I went to work immediately, asking my kids for help with the facts, regarding the taping, the alleged copying, the notebook incident.  It was very much like being back in a law firm, assigned to write a short brief overnight.  Although I drafted the document, it reflected substantial input and comment from the mock trial team; I was proud of the way in which my kids read the drafts carefully, caught errors and suggested improvements.  I wished, in a way, that we had time to write the document in an even more collaborative way, so that I could talk with them about the choices involved:  chronological or topical organization?  respond to each point or let some pass?  calm tone or outraged indignation?  We submitted the document to the state coordinator the next day, Friday, at about one in the afternoon.

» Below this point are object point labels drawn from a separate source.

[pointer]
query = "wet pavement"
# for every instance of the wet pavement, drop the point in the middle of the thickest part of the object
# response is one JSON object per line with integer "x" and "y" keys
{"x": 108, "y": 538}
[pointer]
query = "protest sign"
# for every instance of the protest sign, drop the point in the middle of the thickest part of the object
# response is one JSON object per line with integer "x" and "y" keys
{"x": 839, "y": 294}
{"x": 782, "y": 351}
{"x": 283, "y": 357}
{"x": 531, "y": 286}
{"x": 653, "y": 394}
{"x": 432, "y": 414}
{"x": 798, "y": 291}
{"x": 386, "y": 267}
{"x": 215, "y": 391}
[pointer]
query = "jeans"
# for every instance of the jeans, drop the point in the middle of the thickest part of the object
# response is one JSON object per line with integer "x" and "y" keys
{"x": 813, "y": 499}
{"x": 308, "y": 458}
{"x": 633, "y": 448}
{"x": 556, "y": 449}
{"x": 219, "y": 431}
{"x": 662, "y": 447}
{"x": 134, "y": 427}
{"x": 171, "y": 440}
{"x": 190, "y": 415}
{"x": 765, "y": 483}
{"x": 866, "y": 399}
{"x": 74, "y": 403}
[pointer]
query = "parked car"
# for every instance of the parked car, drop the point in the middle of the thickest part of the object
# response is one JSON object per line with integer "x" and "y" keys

Yesterday evening, Saturday, we received the decision of the mock trial dispute resolution panel:  we won.  The decision was not as resounding as we might have hoped:  for example, the panel did not determine that we had not copied the other team’s questions, but only that if we did, it would not have helped us much, because the other team would be ready for the questions, and they were the kind of questions that more or less any team would ask.

So, older and wiser, we prepare for the national championship in early May.  We do not get the national case until April 1, so there is not much to be done before then.  And, for the kids, they have finals this week and a two-week spring break after that.  So a quiet time, I hope, from a mock trial perspective.